En cas de déchirure rétinienne sans décollement de rétine, un traitement barrage au laser sera réalisé au cabinet, afin d’éviter l’évolution vers un décollement de rétine.

Une hémorragie dans l’œil (hémorragie intravitréenne), peut également conduire à une chirurgie vitréenne dans certains cas.

La chirurgie de rétine se déroule sous anesthésie locorégionale avec sédation le plus souvent, afin de permettre une immobilité du globe. Elle est réalisée en ambulatoire.

Sécheresse Oculaire

La sécheresse oculaire est une pathologie fréquente et pouvant avoir un retentissement sur la qualité de vie des patients. Il existe certains scores, comme l’OSDI, permettant d’en évaluer le retentissement. Les symptômes sont multiples : sensation de brûlures, picotements, grain de sable, coups d’aiguilles, baisse d’acuité visuelle ressentie… Elle est liée principalement à l’âge. Elle peut être aggravée par des facteurs extérieurs (tabagisme, climatisation…), par l’administration de collyres (antiglaucomateux par exemple), ou par une chirurgie. Elle peut empêcher le port de lentilles.

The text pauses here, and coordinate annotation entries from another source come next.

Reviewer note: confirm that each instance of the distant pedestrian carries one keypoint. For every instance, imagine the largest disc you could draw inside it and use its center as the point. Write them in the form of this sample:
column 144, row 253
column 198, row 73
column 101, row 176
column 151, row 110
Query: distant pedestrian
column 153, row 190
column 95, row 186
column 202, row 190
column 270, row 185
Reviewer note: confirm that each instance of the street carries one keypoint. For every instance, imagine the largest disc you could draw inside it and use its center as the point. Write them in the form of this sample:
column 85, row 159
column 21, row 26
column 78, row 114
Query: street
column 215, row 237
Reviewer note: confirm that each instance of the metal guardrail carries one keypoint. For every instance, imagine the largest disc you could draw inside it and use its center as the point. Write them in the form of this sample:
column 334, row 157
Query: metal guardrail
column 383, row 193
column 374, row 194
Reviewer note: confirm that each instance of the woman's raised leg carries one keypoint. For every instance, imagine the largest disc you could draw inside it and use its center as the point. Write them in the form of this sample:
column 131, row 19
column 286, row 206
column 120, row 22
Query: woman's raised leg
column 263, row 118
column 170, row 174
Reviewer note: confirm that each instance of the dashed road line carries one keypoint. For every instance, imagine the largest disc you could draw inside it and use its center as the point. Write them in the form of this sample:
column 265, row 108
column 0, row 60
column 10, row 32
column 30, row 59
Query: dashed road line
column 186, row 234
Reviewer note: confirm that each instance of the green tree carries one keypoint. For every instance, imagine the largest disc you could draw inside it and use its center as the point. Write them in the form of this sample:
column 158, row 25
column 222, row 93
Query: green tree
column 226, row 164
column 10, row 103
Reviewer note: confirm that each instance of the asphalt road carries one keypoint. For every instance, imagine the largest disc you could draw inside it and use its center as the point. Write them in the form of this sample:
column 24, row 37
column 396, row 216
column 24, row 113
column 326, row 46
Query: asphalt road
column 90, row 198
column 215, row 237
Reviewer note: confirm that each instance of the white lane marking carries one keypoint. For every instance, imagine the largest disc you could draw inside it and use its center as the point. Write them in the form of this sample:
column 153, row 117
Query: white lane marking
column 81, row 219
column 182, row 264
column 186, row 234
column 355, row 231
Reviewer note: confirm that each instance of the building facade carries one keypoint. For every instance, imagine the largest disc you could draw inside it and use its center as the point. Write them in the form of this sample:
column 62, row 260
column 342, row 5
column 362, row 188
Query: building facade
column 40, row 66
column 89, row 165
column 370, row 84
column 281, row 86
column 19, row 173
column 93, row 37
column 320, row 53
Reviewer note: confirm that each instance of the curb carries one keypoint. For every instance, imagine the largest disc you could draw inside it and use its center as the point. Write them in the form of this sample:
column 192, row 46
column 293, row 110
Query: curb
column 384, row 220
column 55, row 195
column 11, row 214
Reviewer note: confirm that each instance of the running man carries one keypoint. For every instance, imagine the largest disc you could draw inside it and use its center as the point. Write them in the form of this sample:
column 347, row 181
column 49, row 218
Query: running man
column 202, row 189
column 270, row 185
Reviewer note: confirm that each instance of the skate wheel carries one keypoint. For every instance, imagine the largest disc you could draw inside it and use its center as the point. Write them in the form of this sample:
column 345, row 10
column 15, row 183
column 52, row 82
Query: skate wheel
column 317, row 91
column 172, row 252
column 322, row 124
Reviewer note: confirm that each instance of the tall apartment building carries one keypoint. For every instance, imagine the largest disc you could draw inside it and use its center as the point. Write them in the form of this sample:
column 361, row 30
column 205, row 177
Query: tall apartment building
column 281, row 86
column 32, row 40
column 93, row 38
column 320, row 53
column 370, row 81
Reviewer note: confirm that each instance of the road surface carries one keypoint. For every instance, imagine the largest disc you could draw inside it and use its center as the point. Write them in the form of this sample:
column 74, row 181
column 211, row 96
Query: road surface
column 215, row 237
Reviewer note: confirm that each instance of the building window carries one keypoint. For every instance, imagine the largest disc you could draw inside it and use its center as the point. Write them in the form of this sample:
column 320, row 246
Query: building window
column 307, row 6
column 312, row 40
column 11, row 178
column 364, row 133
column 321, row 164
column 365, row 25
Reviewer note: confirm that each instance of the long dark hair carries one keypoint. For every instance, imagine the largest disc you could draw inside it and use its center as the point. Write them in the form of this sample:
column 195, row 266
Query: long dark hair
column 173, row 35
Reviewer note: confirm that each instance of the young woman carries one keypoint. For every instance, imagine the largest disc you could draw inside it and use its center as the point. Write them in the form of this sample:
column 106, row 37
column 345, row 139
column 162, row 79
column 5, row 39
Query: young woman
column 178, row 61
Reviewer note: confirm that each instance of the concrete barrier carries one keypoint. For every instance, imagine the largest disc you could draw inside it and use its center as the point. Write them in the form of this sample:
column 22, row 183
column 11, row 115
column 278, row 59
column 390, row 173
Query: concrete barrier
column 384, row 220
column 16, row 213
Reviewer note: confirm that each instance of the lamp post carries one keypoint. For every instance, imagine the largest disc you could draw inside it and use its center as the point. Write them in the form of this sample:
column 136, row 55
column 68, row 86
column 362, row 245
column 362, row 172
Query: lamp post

Le premier traitement consiste en l’administration de larmes artificielles de façon régulière sur la journée. Il existe souvent une blépharite associée avec dysfonction des glandes de Meibomius, raison pour laquelle des soins de paupières (massages après réchauffement des paupières) pourront vous être prescrits. D’autres traitements pourront être envisagés selon les cas.

Ophtalmologie pédiatrique

Une bonne vision chez l’enfant est essentielle à son développement global. Avec l’aide de nos confrères médecins généralistes et pédiatres, des orthoptistes libérales, et des dépistages réalisés à l’école, nous pourrons être à même de diagnostiquer une éventuelle amétropie (besoin de lunettes) chez votre enfant.

Les examens réalisés sont adaptés à l’âge : échelles d’acuité visuelle adaptées (dessins), appareils portatifs… La confiance de votre enfant sera gagnée progressivement et plusieurs consultations pourront être nécessaires. Il est notamment souvent indispensable d’administrer des collyres cycloplégiques (Skiacol ou atropine) afin de paralyser l’accommodation et d’obtenir des mesures fiables avant la prescription des lunettes. Cela permet également de réaliser le fond d’œil pour dépister d’éventuelles pathologies (cataracte congénitale, glaucome congénital…).

L’un des enjeux de l’ophtalmologie pédiatrique est le dépistage de l’amblyopie avant six ans. Il s’agit d’un œil « paresseux », que l’on va stimuler par le port d’un cache sur le meilleur œil. Le traitement par occlusion est souvent poursuivi plusieurs mois ou années.